HAYATTA HİÇBİRŞEYİ...
Kafamı karın alından ne zaman çıkarsam aldanıyorum güneşe, ısıtacak galiba beni diyorum, inanıyorum hep aynı yalana, çıkıyorum yer yüzüne, ve ölüyorum her seferinde bir daha, bir daha...
Ayakta durabilirim sanıyorum minicik kuşlar pır pır uçtukça gökyüzünde, ayağa kalkıyorum, duruyorum , bir iki adım, ve yere yığılıyorum yine, bir daha,bir daha...
Göz yaşı bitti nihayet , istesem de ağlayamam artık diyorum, siliyorum yüzümü gözümü burnumu, eğreti bir gülümseme konduruyorum suratımın ortasına, işte çatmadan da durabiliyorum kaşlarımı... derken yağmur başlıyor bardaktan boşalırcasına, buluttan, yanaklarımdan, bir daha, bir daha...
Kinim bitti, öfkem dindi sanıyorum, içimdeki ses öyle telkin veriyor, hadi diyor sen nsibe sin, burada da yaşar çiçekler diyor, ama yağmur yağmıştı seller olmuştu, ve gemiler batıyor, batıyor, bir daha, bir daha...
Yeni kelimeler geliyor, kaleme sarılıyorum, defteri açıyorum, öyküler yazmaya başlıyorum, bir cümle, bir tane daha kurabilirim, sanıyorum, renkler kayboluyor, karakterlerim kaçıyor, arkalarına bakmadan kaçıyorlar, beni terk ediyorlar, onlar da, bir daha, bir daha...
Perdeyi sıyırıyorum, camdan bakıyorum, ayak izlerin orda, kaldırımda, yalan söylemiyorum, ama gözlerim bana inanmıyor, yalvarıyorum, kendimi kendime inandıramıyorum, bir daha, bir daha...

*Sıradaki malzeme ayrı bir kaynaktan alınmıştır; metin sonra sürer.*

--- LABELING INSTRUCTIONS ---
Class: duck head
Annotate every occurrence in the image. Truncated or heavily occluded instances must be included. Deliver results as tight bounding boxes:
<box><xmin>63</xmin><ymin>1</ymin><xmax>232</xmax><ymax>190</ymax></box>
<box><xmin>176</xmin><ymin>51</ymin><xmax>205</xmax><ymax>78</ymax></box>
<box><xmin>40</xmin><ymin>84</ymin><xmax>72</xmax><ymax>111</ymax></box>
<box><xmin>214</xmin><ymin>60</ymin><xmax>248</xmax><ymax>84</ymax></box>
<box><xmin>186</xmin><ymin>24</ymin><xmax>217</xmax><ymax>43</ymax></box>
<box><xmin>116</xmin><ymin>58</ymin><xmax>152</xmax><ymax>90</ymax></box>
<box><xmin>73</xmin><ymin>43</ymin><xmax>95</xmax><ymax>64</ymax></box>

Bir oda, kendime ait, duvarları sırılsıklam, ağlamaktan değil, bizzat malzemesi gözyaşından işte ondan, camları var da yok gibi, elimi uzatınca sert bir cisim değil çarpan, kapısı sonuna dek açık, gelen girebilir, yeter ki gelsin birileri, ama herkes kaçarcasına uzaklaşıyor, yine yalnızlık, dibi kör kuyu yalnızlık, etime batırdığım kör bıçak, ölmekten korkuyorum, hala, bir daha, bir daha...

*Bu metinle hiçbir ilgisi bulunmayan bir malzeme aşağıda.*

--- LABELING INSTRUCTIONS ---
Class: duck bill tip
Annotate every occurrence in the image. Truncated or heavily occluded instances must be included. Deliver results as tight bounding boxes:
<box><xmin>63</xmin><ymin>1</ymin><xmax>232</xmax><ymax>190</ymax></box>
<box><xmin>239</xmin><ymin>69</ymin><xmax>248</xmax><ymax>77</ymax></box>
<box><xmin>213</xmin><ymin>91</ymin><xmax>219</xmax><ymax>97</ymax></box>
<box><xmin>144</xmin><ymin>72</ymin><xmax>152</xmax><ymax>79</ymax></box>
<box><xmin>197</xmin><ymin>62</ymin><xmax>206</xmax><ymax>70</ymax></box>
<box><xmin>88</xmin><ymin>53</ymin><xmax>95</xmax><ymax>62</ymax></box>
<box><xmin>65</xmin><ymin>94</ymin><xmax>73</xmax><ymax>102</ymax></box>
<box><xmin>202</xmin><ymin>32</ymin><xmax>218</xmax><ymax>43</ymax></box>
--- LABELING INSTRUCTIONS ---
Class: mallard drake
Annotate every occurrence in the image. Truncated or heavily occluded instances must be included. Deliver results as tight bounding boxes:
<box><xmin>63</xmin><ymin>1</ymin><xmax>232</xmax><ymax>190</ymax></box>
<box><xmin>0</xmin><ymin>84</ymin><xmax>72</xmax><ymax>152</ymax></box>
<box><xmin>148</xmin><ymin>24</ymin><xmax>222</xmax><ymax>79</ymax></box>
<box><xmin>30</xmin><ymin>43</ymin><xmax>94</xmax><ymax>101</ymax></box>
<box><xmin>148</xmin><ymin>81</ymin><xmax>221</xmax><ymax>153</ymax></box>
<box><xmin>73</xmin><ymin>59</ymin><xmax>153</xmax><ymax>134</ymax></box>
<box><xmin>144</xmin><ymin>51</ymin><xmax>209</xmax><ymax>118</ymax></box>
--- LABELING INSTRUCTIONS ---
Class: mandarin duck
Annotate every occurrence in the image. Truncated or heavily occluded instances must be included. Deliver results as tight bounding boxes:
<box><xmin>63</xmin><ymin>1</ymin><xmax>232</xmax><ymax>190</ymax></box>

Ağaçların yaprakları düşmekle tutunmak arasında, ama rüzgar sert esiyor mevsim son bahar, tutunmak mı mücadele, düşüp savrulmak mı özgürlük? Bilmiyor yapraklar, incecik dal, düştü düşecek, kalsa kupkuru, sert, hissiz gibi, benim gibi, bir daha, bir daha...
Uğuldaşıp duruyorlar kafamın içinde, “git, kal,yaşa, geber, deli, deli, deli, delirmeyi de beceremedin dimi? Nesibe nesibe, arap kızından daha çirkinsin, camdan bakman bile manasız, o kadar bile önemin yok, arap kızı kadar, aptalsın,aptal,aptal,ap-tal”,
Ama var yağmur yağınca arap kızından daha çok hakkım var camdan bakmaya, ve yağmurla anılmaya, inanın bana, verin hakkımı, hiç değilse hüznün hakkını bana verin, bana verin hüznü, bir daha, bir daha...
Şimdi şu şarkı bitince ben, gözümdeki yaşları silip, mutfağa gitcem, annemlerle yemek yiyip, gülücem onlara, bütün gecenin yaşını elimin tersiyle silicem bir çırpıda,
Ne annemin aklına gelecek, ne de babamın, bu gece de zırıl zırıl ağladığım, ne anlayacaklar, ne umursayacaklar bir daha, bir daha...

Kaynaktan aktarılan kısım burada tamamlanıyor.